Now, schools that separate boys and girls for maths or chemistry must be handled like any other schools as long as enrolment in the single-sex classes is voluntary and there are equal co-educational classes. The move has nearly doubled the number of schools that separate boys and girls in at least some cases to around 400.
Teachers and parents’ associations hope the trend will keep students less distracted and intimidated in the classroom.
Some students “may learn better in single-sex educational environments”, Education Secretary Margaret Spellings said when announcing the department’s guidelines last year.
Students in single-sex classrooms tend to concentrate on their lessons better, the National Association for Single Sex Public Education claims.
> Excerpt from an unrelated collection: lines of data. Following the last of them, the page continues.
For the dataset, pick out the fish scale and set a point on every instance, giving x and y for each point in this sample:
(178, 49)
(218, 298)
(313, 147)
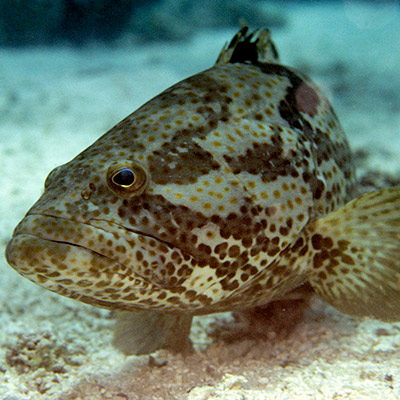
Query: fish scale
(227, 191)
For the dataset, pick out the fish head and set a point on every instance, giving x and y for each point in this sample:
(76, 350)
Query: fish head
(176, 208)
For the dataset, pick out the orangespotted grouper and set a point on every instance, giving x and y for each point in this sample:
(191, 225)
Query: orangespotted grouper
(225, 192)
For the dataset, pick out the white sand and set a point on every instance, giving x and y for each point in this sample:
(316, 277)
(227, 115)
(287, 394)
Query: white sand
(54, 103)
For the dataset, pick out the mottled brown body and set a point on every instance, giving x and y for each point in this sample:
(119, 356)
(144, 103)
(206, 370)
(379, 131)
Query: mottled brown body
(204, 199)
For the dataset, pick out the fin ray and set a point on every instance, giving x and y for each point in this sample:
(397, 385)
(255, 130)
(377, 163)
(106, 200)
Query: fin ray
(252, 48)
(355, 256)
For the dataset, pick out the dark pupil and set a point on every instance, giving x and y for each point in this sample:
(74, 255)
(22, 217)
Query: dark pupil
(124, 177)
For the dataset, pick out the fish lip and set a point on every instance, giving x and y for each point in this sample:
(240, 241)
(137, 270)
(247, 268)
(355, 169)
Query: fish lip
(22, 230)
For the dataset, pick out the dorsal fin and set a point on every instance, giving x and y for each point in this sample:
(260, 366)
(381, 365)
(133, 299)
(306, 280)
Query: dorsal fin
(249, 48)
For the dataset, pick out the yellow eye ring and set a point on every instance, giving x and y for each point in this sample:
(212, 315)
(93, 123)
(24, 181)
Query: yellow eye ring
(126, 178)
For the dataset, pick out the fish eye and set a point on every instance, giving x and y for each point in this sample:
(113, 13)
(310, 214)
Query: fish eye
(126, 178)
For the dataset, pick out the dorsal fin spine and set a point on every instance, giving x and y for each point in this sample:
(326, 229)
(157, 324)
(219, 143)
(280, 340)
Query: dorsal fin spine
(249, 48)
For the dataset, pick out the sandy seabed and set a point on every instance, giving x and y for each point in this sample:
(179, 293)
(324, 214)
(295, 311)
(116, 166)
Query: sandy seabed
(55, 102)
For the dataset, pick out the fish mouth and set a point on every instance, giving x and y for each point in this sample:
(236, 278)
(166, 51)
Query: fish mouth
(100, 263)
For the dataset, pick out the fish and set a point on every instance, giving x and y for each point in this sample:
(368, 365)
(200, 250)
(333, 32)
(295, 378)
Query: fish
(228, 191)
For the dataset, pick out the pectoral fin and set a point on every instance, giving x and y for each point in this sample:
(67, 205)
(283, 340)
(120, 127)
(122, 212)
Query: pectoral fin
(355, 256)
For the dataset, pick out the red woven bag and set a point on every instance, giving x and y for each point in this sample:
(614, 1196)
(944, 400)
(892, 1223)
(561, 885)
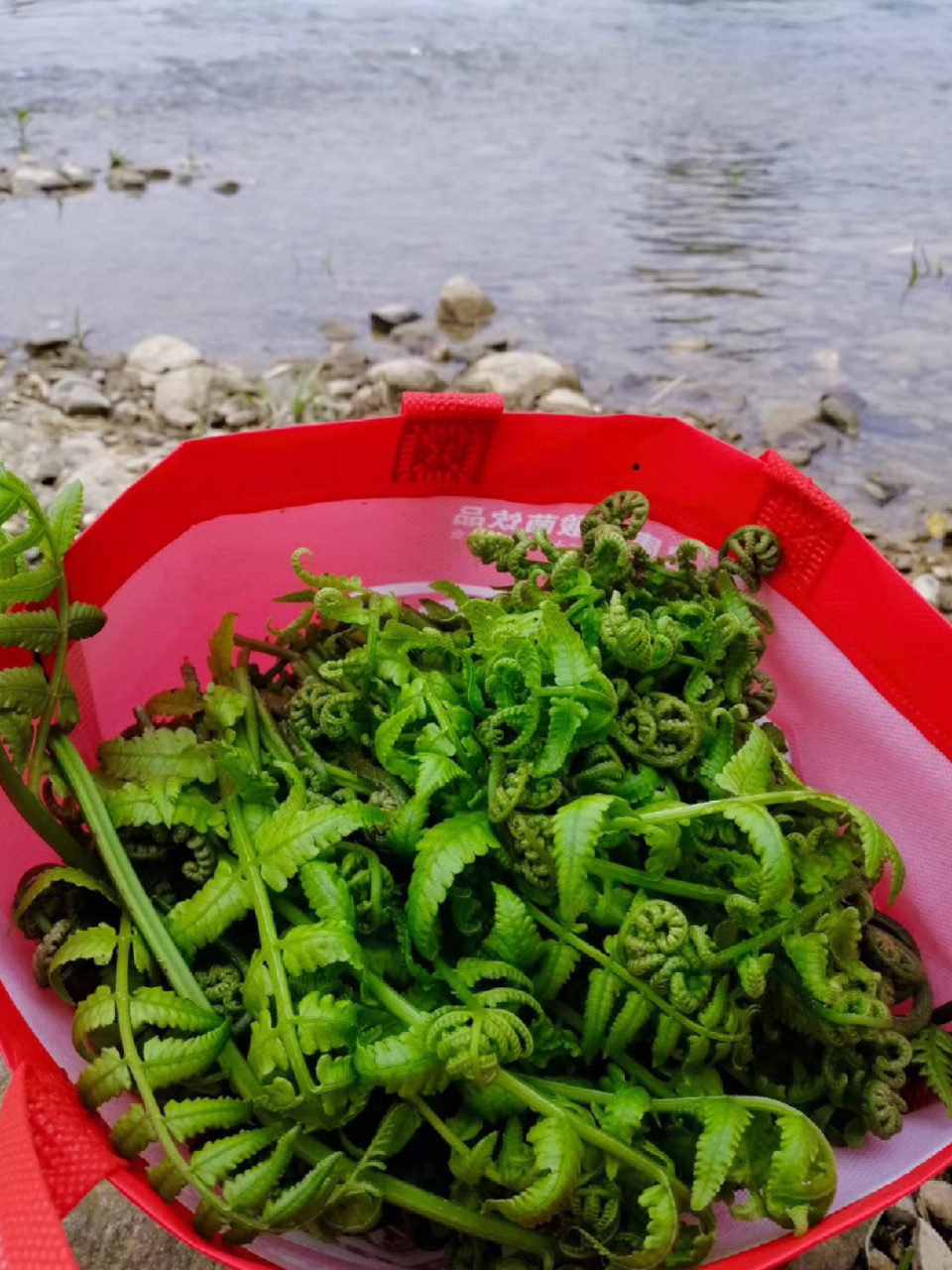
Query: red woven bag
(860, 658)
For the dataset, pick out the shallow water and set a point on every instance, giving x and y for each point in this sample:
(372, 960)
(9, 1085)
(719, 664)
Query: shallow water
(728, 190)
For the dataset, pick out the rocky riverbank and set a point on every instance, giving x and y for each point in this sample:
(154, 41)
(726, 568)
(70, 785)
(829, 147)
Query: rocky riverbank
(70, 412)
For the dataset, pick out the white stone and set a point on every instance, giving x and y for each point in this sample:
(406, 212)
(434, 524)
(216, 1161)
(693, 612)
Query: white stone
(177, 417)
(75, 395)
(565, 402)
(181, 391)
(930, 1250)
(463, 304)
(520, 377)
(76, 177)
(126, 178)
(408, 375)
(160, 353)
(388, 317)
(32, 181)
(928, 587)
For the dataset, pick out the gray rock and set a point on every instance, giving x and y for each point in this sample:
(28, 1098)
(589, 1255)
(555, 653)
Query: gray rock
(160, 353)
(842, 409)
(416, 336)
(338, 331)
(39, 345)
(75, 395)
(107, 1232)
(835, 1254)
(182, 391)
(126, 178)
(390, 317)
(565, 402)
(930, 1251)
(343, 388)
(344, 362)
(126, 412)
(178, 417)
(883, 490)
(878, 1260)
(463, 304)
(408, 375)
(232, 379)
(77, 178)
(520, 377)
(239, 414)
(32, 181)
(928, 587)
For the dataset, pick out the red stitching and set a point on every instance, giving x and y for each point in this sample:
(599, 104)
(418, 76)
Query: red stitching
(445, 439)
(809, 524)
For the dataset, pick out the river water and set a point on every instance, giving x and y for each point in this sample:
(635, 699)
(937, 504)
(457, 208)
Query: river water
(721, 191)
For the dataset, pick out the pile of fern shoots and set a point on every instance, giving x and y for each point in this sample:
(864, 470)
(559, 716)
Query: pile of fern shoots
(503, 921)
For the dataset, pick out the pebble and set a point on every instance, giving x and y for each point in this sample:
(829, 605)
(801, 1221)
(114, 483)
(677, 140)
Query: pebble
(338, 331)
(37, 345)
(153, 172)
(883, 490)
(160, 353)
(842, 409)
(126, 178)
(835, 1254)
(182, 391)
(520, 377)
(928, 587)
(565, 402)
(77, 178)
(75, 395)
(937, 1197)
(390, 317)
(878, 1260)
(32, 181)
(780, 418)
(408, 375)
(902, 1211)
(178, 417)
(417, 335)
(126, 412)
(930, 1250)
(463, 304)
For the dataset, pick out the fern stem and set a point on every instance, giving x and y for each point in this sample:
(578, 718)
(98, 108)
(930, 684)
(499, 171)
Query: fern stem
(35, 766)
(273, 740)
(824, 902)
(621, 973)
(231, 1061)
(145, 1089)
(627, 1065)
(46, 826)
(268, 937)
(604, 1142)
(662, 885)
(692, 811)
(250, 716)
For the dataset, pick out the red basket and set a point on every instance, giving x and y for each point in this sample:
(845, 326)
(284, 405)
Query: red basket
(860, 658)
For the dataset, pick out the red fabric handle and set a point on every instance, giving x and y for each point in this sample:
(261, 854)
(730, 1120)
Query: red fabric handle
(53, 1152)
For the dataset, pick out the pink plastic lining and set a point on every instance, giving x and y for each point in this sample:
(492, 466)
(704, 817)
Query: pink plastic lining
(843, 735)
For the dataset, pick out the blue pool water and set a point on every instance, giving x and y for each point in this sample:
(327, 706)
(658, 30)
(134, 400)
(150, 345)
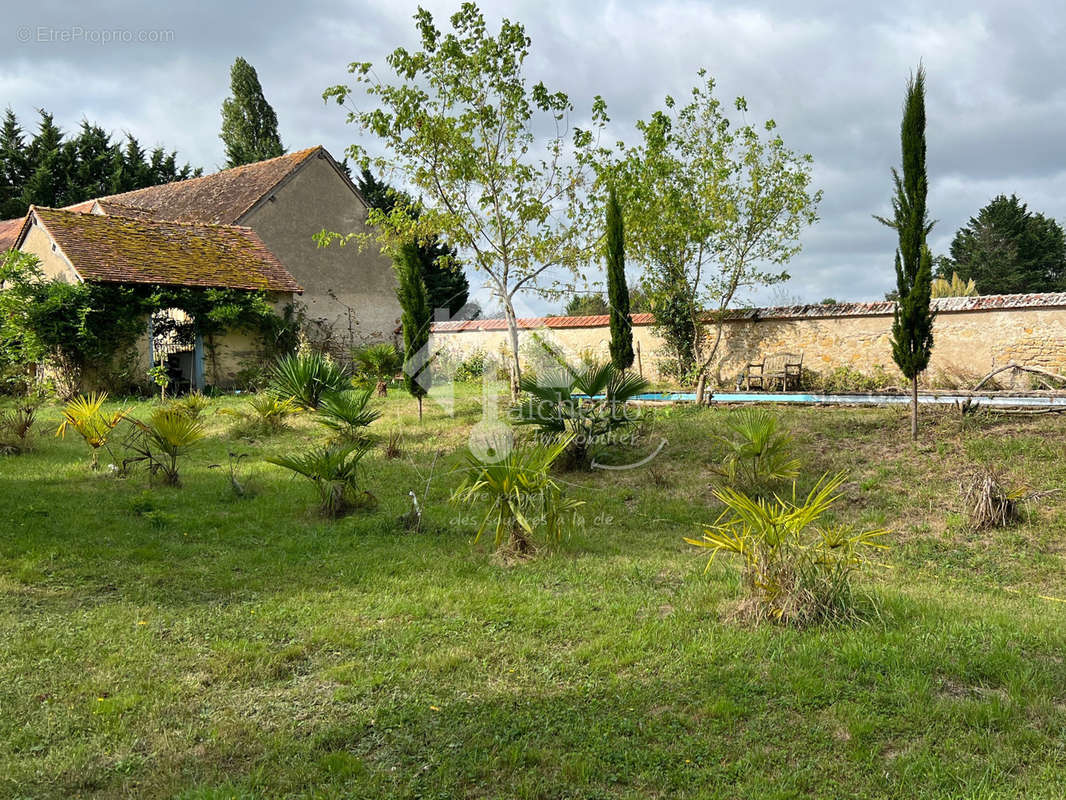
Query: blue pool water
(946, 399)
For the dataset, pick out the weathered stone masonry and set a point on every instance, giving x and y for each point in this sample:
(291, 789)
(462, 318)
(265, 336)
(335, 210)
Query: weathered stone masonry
(972, 335)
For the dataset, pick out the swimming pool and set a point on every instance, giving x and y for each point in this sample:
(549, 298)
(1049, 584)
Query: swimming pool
(990, 399)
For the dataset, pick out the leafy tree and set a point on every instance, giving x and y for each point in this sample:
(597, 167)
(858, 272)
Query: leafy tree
(617, 291)
(1007, 250)
(458, 123)
(248, 123)
(913, 324)
(441, 271)
(677, 317)
(417, 317)
(586, 305)
(711, 208)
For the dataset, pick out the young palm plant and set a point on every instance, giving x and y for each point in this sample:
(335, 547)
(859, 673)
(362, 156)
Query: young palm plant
(265, 412)
(758, 456)
(378, 363)
(307, 378)
(335, 473)
(167, 435)
(15, 428)
(348, 413)
(795, 568)
(84, 415)
(584, 406)
(521, 495)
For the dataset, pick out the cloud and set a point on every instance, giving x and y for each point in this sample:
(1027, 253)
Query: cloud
(832, 74)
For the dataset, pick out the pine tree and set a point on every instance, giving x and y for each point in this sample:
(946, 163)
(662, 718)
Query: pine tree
(47, 173)
(248, 123)
(445, 282)
(617, 291)
(14, 166)
(913, 324)
(416, 316)
(1006, 250)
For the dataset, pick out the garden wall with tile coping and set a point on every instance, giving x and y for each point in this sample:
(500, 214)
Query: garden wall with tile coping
(971, 336)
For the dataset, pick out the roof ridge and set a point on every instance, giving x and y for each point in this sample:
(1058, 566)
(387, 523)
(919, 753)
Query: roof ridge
(150, 221)
(304, 154)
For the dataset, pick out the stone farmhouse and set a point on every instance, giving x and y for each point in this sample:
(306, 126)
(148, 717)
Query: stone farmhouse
(248, 227)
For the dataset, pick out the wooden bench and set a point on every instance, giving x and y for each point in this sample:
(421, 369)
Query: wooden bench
(785, 368)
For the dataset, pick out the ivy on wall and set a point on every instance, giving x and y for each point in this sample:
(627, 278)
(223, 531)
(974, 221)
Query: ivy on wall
(74, 328)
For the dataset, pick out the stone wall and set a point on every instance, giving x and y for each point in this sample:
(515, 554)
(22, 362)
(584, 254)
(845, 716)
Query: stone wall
(971, 336)
(349, 293)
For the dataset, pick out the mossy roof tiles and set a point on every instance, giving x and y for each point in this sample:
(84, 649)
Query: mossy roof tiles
(221, 198)
(128, 250)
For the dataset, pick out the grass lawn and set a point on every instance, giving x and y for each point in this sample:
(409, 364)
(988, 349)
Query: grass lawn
(182, 642)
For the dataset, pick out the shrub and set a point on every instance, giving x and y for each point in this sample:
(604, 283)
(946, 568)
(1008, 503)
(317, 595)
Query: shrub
(378, 363)
(540, 356)
(335, 473)
(795, 569)
(15, 429)
(521, 496)
(471, 368)
(161, 441)
(85, 416)
(585, 408)
(848, 380)
(346, 413)
(759, 456)
(265, 413)
(191, 405)
(990, 501)
(307, 377)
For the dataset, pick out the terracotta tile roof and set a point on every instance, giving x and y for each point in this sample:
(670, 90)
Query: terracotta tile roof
(9, 233)
(84, 207)
(221, 198)
(124, 250)
(878, 308)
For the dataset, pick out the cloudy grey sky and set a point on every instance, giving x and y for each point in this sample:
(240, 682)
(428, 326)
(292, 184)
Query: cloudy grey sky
(832, 74)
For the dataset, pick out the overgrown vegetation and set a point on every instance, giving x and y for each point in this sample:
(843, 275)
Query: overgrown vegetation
(335, 472)
(377, 363)
(797, 568)
(523, 501)
(758, 454)
(84, 330)
(263, 640)
(585, 408)
(348, 413)
(85, 416)
(307, 377)
(263, 413)
(158, 443)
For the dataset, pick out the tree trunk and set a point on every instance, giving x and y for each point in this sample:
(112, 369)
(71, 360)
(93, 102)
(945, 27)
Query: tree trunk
(519, 543)
(516, 369)
(914, 408)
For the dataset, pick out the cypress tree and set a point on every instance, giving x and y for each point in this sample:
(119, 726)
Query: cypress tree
(445, 282)
(248, 123)
(913, 323)
(617, 291)
(417, 317)
(14, 166)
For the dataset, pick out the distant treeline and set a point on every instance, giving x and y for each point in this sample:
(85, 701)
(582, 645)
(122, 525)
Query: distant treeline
(53, 169)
Proponents say that this is in part because the lessons can zero in on different interests and developmental levels between boys and girls of the same age.
Educators have long known of differences in learning methods between boys and girls, but now many public schools in the US are making the move to educate their children separately.
Studies show that American boys concentrate less, have more problems with reading and are overall weaker students than girls, leading more boys to fail than their female counterparts.
“Sometimes the adrenaline is so high that the boys shout out answers,” teacher Robert Slydell at West Riviera Elementary School told the South Florida Sun-Sentinel newspaper after his school began an all-boys fifth grade class.
As a result, teachers in all-male classes adapt to their students concentrating more on reading and writing and throwing balls to students instead of simply calling on them to answer questions.
In contrast, lessons designed for girls focus more on group work and teachers play classical music in the background during maths class.
Especially in the sciences, it makes sense to separate students by gender, Tom Carroll, a charter school director in Albany, New York, told the New York Times. Girls who have traditionally had little interest in “masculine” subjects like physics or chemistry thrive in the subjects when they study them in their own classroom.
But despite some success, the practice has received harsh criticism from those who see it as a return to sexist views and a move toward even more single-sex schools.
“What if we told our daughters and our sons that we value them equally, and we believe they can learn and work and play together?” National Organization of Women president Kim Gandy wrote in an opinion piece. “What if we demonstrated to them that discrimination and stereotypes are relics of the past, obsolete in a modern society?”
The American Civil Liberties Union has even threatened a lawsuit. “We are certainly in many states looking at schools that are segregating students by sex and considering whether any of them are ripe for a challenge,” Emily Martin, of the organization’s Women’s Rights Project told the New York Times.